Pahitnya pengalaman ini juga dirasakan oleh Maisaroh (80) memiliki tugas sebagai petugas medis. Perjuangan istri dari (alm) RA. Manaf (Komandan Korem Bengkulu tahun 1973) ini lebih banyak bertugas di Palembang saat Jepang memasuki wilayah itu tahun 1942-1944. Pengalaman pahit dirasakan lulusan akper dari RS Benteng Palembang ketika Jepang mengusir ratusan pasien mereka dari RS Benteng keluar dari Kota Palembang. Mereka pun mencari perlindungan ke hutan dan menempuh perjalanan tujuh hari tujuh malam.
Dari ratusan pasien, hanya sedikit yang selamat. Sebab ditengah jalan, peluru meriam dari kapal-kapal tentara penjajah dari sungai Musi terus menghantam. Mayat pun bergelimpangan. ”Korban ada yang tangan atau kakinya putus dan lainnya. Saya tidak bisa membayangkan kengerian waktu itu,” ujar ibunda dari Danlanal Batam, Letkol Faisal ini.

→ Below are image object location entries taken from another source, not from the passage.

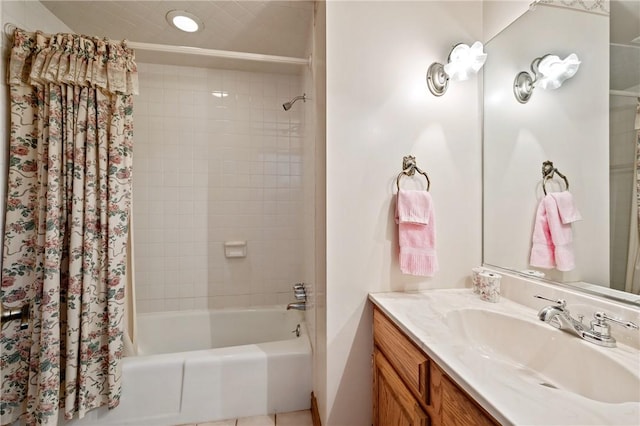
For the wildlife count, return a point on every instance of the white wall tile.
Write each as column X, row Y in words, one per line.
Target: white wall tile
column 202, row 181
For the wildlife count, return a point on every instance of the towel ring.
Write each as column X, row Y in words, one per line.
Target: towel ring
column 547, row 173
column 409, row 168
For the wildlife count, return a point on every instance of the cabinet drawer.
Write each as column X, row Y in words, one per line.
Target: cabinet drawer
column 410, row 362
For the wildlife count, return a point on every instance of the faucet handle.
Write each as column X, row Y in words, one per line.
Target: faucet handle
column 601, row 318
column 560, row 302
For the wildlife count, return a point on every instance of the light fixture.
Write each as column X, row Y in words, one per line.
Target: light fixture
column 184, row 21
column 549, row 72
column 463, row 60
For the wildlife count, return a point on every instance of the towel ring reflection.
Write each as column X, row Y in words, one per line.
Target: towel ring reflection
column 547, row 173
column 409, row 168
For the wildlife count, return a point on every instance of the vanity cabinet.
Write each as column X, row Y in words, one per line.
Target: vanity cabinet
column 409, row 389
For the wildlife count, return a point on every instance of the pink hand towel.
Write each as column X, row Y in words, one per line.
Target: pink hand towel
column 542, row 249
column 566, row 207
column 552, row 235
column 416, row 233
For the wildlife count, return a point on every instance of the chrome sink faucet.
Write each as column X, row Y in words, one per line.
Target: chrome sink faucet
column 558, row 316
column 599, row 333
column 300, row 293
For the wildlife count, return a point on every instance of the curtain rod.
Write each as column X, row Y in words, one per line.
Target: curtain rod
column 625, row 93
column 214, row 53
column 9, row 28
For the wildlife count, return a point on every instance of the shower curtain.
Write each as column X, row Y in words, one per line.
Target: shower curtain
column 67, row 224
column 632, row 284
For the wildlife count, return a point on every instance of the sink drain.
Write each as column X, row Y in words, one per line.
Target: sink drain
column 549, row 385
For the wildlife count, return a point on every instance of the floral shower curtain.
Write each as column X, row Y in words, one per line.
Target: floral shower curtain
column 67, row 224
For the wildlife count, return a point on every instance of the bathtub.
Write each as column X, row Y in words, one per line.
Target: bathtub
column 197, row 366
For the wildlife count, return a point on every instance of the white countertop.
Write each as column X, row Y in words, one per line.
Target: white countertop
column 505, row 390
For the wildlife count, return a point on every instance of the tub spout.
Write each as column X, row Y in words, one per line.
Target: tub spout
column 301, row 306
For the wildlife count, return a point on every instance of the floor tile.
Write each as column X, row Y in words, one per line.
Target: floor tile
column 294, row 418
column 257, row 421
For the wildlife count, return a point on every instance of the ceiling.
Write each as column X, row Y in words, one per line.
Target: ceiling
column 267, row 27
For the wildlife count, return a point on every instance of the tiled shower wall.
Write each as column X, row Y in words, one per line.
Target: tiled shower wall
column 216, row 158
column 622, row 139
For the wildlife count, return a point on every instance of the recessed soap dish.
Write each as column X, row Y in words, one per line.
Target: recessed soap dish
column 235, row 249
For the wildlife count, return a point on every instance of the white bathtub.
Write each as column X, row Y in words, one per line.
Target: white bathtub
column 196, row 366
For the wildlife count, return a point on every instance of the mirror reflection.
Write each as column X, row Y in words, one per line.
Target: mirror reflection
column 570, row 127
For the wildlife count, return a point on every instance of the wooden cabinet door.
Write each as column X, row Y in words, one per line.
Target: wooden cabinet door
column 393, row 403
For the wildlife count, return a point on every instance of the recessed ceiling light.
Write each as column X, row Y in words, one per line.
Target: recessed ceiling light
column 184, row 21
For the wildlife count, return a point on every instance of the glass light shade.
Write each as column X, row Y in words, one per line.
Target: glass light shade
column 184, row 21
column 465, row 60
column 553, row 71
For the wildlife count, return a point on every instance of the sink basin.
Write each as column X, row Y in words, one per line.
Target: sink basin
column 554, row 358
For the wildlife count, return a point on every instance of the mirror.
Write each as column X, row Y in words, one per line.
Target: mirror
column 569, row 126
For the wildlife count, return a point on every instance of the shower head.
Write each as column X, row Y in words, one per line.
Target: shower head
column 287, row 105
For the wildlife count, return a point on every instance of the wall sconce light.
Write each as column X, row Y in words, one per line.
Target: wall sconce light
column 463, row 60
column 549, row 72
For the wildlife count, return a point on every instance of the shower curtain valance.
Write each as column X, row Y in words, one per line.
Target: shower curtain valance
column 77, row 60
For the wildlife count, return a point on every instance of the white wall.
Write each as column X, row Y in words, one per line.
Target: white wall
column 212, row 169
column 498, row 14
column 568, row 126
column 379, row 110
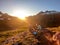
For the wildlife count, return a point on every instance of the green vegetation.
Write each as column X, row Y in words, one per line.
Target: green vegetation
column 6, row 34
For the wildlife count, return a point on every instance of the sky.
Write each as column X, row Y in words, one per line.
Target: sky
column 34, row 6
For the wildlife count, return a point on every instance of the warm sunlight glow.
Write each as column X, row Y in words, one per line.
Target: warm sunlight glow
column 20, row 13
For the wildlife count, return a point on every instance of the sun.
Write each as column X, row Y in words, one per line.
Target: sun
column 20, row 13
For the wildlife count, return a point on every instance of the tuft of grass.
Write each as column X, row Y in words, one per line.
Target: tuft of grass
column 9, row 33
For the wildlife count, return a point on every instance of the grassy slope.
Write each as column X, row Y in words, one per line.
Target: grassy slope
column 6, row 34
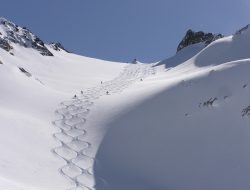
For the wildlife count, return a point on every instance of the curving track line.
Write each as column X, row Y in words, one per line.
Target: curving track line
column 78, row 168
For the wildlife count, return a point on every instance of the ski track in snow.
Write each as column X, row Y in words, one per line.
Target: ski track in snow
column 73, row 115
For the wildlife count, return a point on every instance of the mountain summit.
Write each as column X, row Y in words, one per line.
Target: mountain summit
column 11, row 33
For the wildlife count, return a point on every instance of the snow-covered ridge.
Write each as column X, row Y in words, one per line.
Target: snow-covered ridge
column 181, row 124
column 10, row 33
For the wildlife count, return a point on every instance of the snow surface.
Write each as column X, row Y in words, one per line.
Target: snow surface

Sementara anggota Tentara Rakyat Indonesia Angkatan Muda Rakyat Indonesia (TRI Amris) tahun 1942, Hammado mengatakan bertugas mencari tempat istirahat dan mengirimkan logistik makanan kepada para pejuang yang sedang beristirahat. ”Itulah perjuangan saya,” ujar Hammado yang kini sehari-hari berkebun ini.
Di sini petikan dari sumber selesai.